Certainly were I in her shoes, I would not want to be evaluated for the reasons you’ve given. Her reasons are more than understandable and, I would argue, rational.

Reminds me of that woman who was held in a psychiatric unit for claiming that Obama followed her on Twitter, that she owned a BMW and was a banker. He did, she did, and she was.

Her lawsuit failed, but it sounds really dodgy to me, like there’s a presumption of insanity, with anything she did backing it up. It’d be pretty easy to find actions in most people’s lives that make them seem insane, even if they’re just having a bad day.

Science fiction writer Samuel “Chip” Delany, who is black, described not being believed when he told a psychiatrist that he was a published author, which he was.

So, you’re saying that if you are sane, you would not submit to an evaluation to prove you were sane, because doing so would be crazy. That’s some catch, that Catch 22.

Yep. Look at the Rosenhan experiments linked to above.

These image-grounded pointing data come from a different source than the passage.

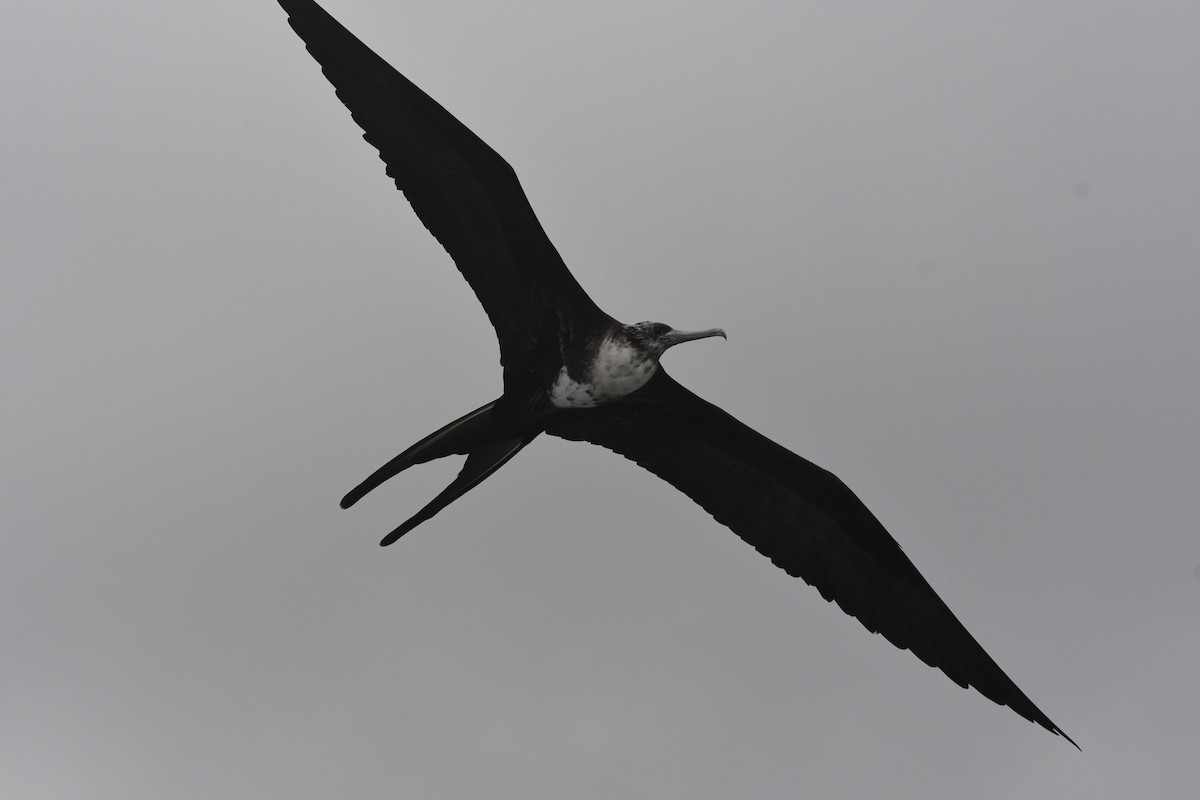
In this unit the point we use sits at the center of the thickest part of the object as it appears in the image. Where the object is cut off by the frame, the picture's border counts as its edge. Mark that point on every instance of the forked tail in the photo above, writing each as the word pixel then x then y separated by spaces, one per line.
pixel 457 438
pixel 467 434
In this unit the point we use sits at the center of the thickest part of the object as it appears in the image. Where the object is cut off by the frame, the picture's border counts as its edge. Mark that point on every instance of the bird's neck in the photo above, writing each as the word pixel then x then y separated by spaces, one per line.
pixel 615 368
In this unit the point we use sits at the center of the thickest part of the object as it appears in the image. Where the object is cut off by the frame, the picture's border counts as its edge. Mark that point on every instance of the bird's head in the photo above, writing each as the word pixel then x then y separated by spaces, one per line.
pixel 654 338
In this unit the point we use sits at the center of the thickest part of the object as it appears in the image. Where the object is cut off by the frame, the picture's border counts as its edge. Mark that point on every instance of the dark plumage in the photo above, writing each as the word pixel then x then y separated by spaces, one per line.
pixel 573 371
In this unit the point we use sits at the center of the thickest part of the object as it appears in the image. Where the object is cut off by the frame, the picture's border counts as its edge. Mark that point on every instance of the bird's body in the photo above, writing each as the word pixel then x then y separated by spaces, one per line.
pixel 573 371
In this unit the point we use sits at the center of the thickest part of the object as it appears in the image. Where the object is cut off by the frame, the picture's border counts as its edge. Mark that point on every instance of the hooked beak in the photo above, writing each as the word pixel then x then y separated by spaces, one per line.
pixel 676 337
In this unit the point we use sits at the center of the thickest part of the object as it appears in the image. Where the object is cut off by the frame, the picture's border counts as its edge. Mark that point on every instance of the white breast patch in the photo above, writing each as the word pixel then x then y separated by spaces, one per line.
pixel 619 370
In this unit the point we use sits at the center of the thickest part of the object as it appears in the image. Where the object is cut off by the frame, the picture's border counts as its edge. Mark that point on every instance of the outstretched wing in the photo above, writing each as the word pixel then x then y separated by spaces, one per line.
pixel 801 517
pixel 463 191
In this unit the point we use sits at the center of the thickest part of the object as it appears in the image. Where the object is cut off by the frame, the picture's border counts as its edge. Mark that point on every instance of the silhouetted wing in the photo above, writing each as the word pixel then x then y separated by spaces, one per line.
pixel 466 194
pixel 801 517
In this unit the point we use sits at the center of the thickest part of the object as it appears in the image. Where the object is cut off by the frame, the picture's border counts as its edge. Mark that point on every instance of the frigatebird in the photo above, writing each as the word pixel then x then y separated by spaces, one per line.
pixel 571 371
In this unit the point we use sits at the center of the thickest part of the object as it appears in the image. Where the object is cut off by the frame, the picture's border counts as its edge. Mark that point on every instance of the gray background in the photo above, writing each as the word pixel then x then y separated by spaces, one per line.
pixel 955 250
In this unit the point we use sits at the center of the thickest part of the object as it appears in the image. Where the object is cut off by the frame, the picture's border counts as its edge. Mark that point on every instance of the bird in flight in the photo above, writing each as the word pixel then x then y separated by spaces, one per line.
pixel 573 371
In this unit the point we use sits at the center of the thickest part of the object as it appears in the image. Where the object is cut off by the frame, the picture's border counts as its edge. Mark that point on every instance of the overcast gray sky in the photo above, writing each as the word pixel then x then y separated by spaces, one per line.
pixel 955 250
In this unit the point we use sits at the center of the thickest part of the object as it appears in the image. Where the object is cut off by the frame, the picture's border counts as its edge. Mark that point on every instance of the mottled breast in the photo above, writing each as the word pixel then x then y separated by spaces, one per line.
pixel 617 370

Especially if people already thought I am insane, and I weren’t, I wouldn’t trust the tests to definitively state I was sane. (It’s not the same as your train of logic — it’s just that it’s rational to be skeptical that it would prove anything. So what’s the point? I similarly would not submit to a lie detector test even if telling the truth, for similar reasons.)

A clinical interview is as accurate at testing and very good at spotting sanity.

I still sure as hell wouldn’t trust it and submit myself to it were I in her position.

Perhaps not, but I could name 50 local psychologists who would give her a fair and useful evaluation. My training program required a full year psych assessment practicum. Britney probably should be assessed by a forensic psychologist who specializes in adult competency.